In a statement, the Australian Antarctic Division said the icebreaking ship RSV Nuyina had sailed more than 3,000 kilometers (1,800 miles) from Hobart in Tasmania to the Casey Research Station in the east Antarctic to attend to the unnamed patient.
The AAD said the expeditioner needs specialist medical assessment and care in Australia for a “developing medical condition,” but did not disclose further information.
“Getting this expeditioner back to Tasmania for the specialist medical care required is our priority,” Robb Clifton, AAD’s acting general manager of operations and logistics, said in a statement Monday.
Perched on the edge of the Antarctic ice cap, the Casey research station is located on the northern part of Bailey Peninsula on the Budd Coast, 3,880 kilometers (2,410 miles) south of Perth, Western Australia.
It’s one of three permanent stations on the Antarctic coast run by Australia and is staffed year-round with about 150 expeditioners visiting Casey during the summer.
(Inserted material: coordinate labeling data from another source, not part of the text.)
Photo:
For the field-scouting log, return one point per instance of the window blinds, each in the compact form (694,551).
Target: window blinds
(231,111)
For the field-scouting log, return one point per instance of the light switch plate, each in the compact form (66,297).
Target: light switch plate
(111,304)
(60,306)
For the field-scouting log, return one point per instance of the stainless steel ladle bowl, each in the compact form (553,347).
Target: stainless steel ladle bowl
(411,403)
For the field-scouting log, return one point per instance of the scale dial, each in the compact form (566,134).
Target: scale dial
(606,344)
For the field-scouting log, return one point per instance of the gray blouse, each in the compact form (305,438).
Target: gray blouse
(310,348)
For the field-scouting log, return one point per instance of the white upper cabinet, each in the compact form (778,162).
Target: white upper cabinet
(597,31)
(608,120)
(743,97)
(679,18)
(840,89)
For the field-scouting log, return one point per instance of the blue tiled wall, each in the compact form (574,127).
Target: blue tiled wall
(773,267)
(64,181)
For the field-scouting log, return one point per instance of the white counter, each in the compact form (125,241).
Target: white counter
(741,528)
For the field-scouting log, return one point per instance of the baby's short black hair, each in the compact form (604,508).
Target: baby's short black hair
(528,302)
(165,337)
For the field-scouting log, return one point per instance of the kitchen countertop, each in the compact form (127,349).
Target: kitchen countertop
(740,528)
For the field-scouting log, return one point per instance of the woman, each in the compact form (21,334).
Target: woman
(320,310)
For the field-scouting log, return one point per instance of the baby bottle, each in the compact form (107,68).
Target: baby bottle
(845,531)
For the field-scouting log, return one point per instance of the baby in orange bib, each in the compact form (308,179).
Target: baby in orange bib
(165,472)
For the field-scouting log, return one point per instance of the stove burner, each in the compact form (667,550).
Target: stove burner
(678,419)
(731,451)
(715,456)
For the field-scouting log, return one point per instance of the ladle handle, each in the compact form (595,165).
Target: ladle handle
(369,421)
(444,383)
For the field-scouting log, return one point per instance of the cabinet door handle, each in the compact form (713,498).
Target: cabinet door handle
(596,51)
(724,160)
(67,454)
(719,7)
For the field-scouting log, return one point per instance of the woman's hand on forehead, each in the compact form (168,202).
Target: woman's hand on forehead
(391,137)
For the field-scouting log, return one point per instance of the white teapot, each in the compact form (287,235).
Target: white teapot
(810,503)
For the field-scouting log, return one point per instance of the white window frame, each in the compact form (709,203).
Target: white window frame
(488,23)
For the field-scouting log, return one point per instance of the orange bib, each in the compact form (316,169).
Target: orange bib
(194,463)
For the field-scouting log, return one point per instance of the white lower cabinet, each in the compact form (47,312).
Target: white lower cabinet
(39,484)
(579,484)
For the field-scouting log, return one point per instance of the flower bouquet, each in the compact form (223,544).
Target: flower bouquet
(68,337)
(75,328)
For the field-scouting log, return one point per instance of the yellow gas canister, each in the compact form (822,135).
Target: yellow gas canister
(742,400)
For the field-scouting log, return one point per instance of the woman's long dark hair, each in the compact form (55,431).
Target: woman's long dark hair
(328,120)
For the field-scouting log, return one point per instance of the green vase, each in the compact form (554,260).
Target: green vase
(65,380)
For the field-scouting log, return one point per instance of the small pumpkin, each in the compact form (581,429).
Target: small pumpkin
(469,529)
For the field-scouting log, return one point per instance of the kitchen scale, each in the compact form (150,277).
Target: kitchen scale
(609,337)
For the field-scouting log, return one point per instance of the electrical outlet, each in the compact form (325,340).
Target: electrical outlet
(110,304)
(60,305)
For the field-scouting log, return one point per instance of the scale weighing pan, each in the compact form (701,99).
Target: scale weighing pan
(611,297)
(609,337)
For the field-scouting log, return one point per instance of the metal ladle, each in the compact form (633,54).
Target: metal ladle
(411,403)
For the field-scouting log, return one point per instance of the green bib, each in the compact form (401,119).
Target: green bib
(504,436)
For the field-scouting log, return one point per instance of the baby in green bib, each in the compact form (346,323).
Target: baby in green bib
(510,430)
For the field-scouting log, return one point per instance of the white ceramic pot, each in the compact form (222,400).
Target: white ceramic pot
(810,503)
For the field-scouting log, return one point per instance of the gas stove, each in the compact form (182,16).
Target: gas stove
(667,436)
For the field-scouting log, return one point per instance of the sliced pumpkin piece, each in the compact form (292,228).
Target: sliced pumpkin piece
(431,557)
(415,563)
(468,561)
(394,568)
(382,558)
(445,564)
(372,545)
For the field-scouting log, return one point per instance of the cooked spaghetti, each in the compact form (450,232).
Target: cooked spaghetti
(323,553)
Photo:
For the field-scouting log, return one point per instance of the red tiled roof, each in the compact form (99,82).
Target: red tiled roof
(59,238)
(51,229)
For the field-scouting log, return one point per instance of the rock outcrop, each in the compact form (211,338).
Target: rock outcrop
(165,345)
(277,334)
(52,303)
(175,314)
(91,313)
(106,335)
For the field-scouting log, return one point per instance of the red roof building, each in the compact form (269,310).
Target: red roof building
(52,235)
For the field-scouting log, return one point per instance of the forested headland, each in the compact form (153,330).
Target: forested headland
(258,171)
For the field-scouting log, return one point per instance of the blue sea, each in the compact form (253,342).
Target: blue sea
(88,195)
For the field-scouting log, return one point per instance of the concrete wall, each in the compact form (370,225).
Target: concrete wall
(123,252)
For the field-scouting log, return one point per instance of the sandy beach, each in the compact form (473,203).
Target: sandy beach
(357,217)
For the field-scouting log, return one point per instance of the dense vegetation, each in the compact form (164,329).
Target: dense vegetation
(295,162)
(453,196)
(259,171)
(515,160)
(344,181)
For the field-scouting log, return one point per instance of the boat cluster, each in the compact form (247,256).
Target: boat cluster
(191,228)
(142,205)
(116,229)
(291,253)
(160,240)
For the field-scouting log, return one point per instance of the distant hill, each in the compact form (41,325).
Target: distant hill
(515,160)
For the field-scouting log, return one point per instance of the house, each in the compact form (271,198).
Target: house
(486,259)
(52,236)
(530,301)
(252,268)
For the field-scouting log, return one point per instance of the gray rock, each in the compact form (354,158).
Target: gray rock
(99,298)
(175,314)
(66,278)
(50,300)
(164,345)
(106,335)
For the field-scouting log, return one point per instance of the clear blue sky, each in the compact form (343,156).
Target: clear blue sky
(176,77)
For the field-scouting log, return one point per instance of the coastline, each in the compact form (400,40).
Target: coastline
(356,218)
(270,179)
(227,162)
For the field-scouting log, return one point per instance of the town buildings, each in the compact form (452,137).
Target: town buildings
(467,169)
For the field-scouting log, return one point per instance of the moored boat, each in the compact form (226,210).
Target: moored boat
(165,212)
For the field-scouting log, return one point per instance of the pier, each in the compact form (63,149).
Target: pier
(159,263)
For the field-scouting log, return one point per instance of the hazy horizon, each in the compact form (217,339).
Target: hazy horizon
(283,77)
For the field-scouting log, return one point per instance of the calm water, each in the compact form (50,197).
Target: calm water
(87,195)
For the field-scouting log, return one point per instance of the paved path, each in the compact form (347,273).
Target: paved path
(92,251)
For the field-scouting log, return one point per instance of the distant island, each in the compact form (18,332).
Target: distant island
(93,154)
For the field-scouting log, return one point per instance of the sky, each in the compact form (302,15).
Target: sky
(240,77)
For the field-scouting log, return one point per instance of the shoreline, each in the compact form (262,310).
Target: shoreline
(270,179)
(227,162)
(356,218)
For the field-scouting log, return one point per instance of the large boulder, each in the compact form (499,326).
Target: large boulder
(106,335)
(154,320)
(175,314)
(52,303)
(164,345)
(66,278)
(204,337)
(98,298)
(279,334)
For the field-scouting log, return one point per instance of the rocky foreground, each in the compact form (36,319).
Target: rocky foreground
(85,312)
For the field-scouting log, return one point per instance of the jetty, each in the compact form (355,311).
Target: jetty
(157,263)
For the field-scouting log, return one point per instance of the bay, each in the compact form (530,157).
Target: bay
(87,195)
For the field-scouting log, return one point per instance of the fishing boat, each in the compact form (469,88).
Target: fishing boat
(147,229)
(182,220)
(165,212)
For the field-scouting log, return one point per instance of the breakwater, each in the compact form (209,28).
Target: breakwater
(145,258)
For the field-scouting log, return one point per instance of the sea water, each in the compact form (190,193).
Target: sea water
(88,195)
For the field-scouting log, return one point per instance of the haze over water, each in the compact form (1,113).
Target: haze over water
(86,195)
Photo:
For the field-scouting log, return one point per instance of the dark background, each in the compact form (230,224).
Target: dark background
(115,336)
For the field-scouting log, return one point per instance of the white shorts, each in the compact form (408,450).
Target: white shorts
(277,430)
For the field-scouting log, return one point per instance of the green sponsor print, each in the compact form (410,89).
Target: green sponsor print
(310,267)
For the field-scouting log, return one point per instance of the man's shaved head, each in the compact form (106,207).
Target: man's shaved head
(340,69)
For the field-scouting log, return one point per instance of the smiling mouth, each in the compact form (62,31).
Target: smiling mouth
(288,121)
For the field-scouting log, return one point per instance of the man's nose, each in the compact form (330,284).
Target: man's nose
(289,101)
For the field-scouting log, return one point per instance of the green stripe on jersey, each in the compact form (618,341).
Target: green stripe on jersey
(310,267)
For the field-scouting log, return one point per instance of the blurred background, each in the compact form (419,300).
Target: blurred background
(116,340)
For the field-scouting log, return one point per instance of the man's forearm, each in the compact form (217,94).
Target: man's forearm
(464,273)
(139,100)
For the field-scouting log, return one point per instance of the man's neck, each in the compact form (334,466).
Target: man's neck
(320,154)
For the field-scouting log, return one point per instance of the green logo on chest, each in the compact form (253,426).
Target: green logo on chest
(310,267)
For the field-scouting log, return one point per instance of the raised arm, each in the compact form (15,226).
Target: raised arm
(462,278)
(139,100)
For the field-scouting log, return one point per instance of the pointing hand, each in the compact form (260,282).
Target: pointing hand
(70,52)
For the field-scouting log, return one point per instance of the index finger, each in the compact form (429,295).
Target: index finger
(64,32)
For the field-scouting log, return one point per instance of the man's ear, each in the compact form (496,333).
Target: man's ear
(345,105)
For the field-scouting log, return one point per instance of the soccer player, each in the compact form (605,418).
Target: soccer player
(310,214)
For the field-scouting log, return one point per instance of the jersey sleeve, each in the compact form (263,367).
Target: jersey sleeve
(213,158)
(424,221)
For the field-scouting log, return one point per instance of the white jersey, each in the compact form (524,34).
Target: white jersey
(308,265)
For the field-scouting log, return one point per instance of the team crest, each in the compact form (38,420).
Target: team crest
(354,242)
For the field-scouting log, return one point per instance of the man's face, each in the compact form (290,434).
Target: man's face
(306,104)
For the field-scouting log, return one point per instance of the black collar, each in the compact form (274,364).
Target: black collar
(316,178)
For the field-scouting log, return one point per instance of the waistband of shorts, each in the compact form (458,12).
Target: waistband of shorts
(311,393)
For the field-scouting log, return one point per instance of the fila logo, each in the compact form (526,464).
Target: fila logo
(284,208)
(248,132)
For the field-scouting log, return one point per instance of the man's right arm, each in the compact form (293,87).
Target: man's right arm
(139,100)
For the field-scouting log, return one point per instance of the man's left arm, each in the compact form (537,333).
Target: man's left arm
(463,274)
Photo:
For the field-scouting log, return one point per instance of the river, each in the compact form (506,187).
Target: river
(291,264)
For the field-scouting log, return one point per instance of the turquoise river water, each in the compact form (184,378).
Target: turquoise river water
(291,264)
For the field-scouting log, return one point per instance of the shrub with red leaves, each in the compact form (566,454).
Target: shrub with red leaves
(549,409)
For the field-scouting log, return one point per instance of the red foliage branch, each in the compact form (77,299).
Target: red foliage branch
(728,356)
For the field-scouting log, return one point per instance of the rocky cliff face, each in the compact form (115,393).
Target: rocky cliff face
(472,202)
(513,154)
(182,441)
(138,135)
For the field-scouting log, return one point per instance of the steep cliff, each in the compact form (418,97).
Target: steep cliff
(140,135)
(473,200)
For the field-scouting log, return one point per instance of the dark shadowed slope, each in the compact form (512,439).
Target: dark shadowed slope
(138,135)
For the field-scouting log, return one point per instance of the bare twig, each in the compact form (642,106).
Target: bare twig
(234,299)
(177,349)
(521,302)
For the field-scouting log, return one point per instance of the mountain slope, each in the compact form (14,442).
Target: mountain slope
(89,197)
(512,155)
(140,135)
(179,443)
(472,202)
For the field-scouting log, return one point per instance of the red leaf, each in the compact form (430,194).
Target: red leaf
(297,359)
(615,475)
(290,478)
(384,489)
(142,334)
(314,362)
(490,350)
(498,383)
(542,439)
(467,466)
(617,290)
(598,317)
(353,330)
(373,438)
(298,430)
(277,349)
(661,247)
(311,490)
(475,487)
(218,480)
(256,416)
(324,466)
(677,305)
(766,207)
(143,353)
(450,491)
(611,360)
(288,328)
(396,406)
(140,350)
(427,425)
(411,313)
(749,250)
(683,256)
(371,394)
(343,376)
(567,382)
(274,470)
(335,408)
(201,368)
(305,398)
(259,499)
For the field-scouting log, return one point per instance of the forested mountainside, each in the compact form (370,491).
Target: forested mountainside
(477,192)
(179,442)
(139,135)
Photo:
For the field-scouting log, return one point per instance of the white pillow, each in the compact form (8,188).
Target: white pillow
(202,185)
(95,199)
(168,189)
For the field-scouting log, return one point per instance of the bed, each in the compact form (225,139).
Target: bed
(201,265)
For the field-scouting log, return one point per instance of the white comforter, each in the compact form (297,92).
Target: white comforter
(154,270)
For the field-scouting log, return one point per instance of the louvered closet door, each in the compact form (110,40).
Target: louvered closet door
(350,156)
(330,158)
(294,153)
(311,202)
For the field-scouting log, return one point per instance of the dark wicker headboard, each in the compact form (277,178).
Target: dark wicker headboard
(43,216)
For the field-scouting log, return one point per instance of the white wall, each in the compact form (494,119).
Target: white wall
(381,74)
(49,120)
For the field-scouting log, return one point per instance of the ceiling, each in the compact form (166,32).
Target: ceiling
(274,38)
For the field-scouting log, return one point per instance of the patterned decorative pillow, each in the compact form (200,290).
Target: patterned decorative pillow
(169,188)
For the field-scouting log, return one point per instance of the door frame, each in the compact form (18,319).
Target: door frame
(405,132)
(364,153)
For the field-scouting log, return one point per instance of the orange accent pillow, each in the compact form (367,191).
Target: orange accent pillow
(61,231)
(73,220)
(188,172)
Over the freezing, dark winter months, only about 16 to 20 people remain at the base.
After sailing for days over the notoriously rough open seas of the Southern Ocean, the Nuyina had to break through sea ice to reach a location close enough to deploy two helicopters, which arrived at Casey Sunday and airlifted the patient back to the ship, according to the ADD.
“The first phase of the evacuation was performed safely and successfully and the ship is now on the return voyage to Hobart,” Clifton said in the statement.
“The expeditioner will be looked after in the Nuyina’s specially equipped and designed medical facility by our polar medicine doctors and Royal Hobart Hospital medical staff.”
The vessel, which has a maximum speed of 16 knots, is expected to arrive back in Hobart next week, depending on weather conditions, the AAD said.
While Casey is equipped with a small medical facility, the Australian Antarctic Program said on its website that “in emergencies, expeditioners may need to assist the station medical practitioner.”
Flights to the Antarctic base are usually not possible during the winter months, when temperatures can drop as low as minus 30 degrees Celsius (-22 Fahrenheit), sudden blizzards whip up gale force winds and there is little daylight.
The nearest runway to Casey is the Wilkins aerodrome, which serves as the main air terminal to the base with its ice runway, however it is only operational in the summer, according to the APP’s website.
Described by the AAP as “the main lifeline to Australia’s Antarctic and sub-Antarctic research stations,” the icebreaker Nuyina will make a roughly 7,000 kilometer-round journey to complete the evacuation.
The AAD said the expeditioner’s family “is being kept fully informed of the situation” and that “all other personnel on stations are accounted for and safe.”